Início da década de 1990, noite de uma quinta-feira. Laura, trabalhadora de um centro espírita, chega em casa, vinda da reunião pública doutrinária. Mal fecha a porta, o marido lhe diz que um vizinho deixara uma mensagem espírita para que ela lesse. Laura achou estranho. Tratava-se de alguém com quem ela tinha pouco convívio. Ela sabia que esse vizinho gostava de Espiritismo e fazia parte de um grupo que se reunia em ambiente doméstico. Nessas reuniões, ocorriam incorporações, psicografias, consultas etc. Não era propriamente um centro espírita, portanto. Era o que comumente chamamos de Espiritismo à moda da casa.
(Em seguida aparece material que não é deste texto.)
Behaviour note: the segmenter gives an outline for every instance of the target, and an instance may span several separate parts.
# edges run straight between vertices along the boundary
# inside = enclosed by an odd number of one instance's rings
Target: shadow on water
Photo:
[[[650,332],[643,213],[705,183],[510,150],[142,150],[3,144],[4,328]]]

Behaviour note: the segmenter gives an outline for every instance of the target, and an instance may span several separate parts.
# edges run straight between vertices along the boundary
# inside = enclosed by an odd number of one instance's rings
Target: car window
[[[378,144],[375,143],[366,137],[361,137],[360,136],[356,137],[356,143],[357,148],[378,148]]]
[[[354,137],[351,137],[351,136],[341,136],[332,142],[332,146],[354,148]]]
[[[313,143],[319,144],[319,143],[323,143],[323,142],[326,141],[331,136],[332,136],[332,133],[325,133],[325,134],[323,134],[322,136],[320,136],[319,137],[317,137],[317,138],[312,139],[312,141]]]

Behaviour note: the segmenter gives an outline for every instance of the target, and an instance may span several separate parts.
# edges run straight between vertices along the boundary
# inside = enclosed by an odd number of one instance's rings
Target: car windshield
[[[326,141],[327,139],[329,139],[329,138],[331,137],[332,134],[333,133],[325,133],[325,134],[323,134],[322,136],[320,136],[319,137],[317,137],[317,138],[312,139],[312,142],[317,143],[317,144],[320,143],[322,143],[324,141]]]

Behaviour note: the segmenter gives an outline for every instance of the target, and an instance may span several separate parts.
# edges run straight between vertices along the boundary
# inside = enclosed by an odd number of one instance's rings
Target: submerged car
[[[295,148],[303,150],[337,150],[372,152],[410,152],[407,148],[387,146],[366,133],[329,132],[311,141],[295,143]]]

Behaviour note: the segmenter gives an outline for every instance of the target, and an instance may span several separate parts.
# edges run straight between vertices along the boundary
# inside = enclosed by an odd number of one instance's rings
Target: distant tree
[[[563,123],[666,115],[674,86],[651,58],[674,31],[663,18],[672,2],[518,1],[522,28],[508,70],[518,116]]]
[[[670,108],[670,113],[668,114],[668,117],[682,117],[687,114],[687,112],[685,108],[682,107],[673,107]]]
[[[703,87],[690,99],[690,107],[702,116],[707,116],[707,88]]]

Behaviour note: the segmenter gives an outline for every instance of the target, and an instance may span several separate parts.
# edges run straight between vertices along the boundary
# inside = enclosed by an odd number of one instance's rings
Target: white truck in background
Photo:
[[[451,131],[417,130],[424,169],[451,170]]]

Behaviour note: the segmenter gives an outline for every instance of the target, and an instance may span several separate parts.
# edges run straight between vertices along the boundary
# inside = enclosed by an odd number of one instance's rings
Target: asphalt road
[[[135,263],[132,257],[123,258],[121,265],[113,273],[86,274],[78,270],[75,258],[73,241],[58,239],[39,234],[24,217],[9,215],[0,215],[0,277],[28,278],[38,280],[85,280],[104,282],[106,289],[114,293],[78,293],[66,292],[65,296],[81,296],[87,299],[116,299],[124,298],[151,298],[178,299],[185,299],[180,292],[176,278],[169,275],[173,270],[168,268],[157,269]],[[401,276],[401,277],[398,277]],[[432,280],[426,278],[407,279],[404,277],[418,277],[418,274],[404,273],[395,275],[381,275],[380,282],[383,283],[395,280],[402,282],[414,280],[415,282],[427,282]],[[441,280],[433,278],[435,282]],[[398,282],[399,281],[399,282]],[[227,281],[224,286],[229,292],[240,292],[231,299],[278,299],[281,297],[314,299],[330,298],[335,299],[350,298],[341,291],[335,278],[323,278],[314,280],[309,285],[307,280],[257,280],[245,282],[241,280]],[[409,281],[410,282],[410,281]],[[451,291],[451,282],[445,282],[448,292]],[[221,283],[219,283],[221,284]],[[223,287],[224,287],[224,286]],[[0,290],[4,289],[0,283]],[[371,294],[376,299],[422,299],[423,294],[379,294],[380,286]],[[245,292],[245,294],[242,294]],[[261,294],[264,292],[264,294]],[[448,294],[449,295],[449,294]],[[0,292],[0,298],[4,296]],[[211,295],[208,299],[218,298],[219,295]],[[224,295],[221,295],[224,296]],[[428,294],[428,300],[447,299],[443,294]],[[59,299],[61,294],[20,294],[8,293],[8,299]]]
Ainda sem entender por que havia sido deixada uma psicografia para ela ler, Laura perguntou de quem era. Seria de algum parente ou amigo desencarnado? O marido respondeu: é do Chacrinha.
José Abelardo Barbosa de Medeiros (1917-1988), o Chacrinha, foi um conhecido radialista e animador de programas de auditório de enorme sucesso. Em seus programas, foram revelados grandes nomes da música brasileira. De jeito escrachado, comandava a massa, buzinava e dava abacaxis para calouros que cantassem mal, jogava bacalhau para a plateia etc.
Quando ouviu que a mensagem era (supostamente) do Chacrinha, Laura fez cara de espanto e começou a rir. Em primeiro porque não entendeu por que acharam que ela haveria de se interessar por uma mensagem do Velho Guerreiro. Em segundo porque imaginou o que estaria escrito nela. Será que ela encontraria coisas do tipo “Vai para o trono ou não vai?”, “Therezinha, uh, uh!”, “Quem não se comunica se trumbica.” e outros tantos bordões que ele criara e consagrara?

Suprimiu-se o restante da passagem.